Malerei als Bergwerk der Gefühle
GALERIE ROPAC / ANSELM KIEFER
12/08/11 Das Werk von Anselm Kiefer ist ein Eldorado für Kunstinterpreten. Es ist voll von Anspielungen auf Literatur, Philosophie, Mythen und Religion. - Die Schau „Alkahest“ in der Galerie Ropac. Weiters: Zeichnungen von Robert Wilson und ein Tanz-Zyklus von dem Pop-Künstler Alex Katz.
Von Wolfgang Richter
Wie viel Wissen (über Hölderlin, Goethe, Heidegger, Fulcanelli, die Bibel und nordische Mythen) ist erforderlich, um sich darin zurecht zu finden? Oder handelt es sich hier ganz einfach um eine künstlerische Strategie labyrinthischer Verflechtungen von kulturellen Traditionen, die dem Künstler den Nährboden bilden? Kann es sein, dass nur der belesene, sehr gut gebildete Betrachter die Botschaft versteht? Oder ist Bilderfahrung nicht in erster Linie ein Diskurs der Wahrnehmung?

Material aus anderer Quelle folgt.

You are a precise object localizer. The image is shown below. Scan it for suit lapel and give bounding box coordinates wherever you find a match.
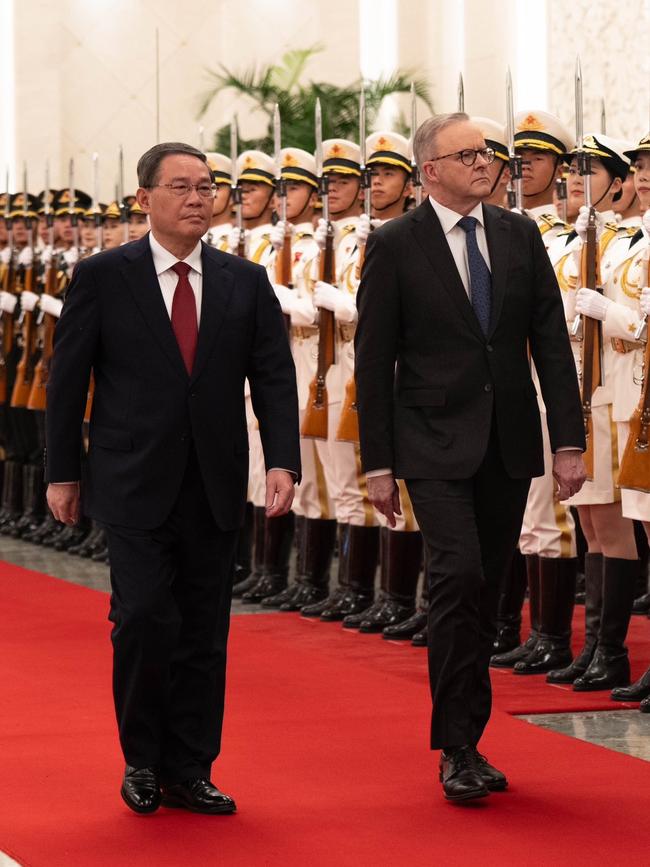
[483,205,510,338]
[413,201,485,339]
[190,244,233,381]
[122,234,187,378]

Wird hier nicht der diskursive, im Medium der Schrift und der Erzählung festgehaltene Erzählstrom in das präsentative Medium der bildenden Kunst transformiert?
„Alkahest“ lautet der Titel der Ausstellung in der Galerie Ropac, die in der Villa Kast am Mirabellplatz und in der Halle in der Vilniusstraße zu sehen ist. Möglicherweise von Paracelsus aus arabischen Wörtern gebildet, bezeichnet das Wort ein universelles Lösungsmittel, mit dem jede Substanz aufgelöst, verdünnt werden kann, es steht aber auch für jenes Elixier des Lebens, welches aus dem Stein der Weisen gewonnen wird.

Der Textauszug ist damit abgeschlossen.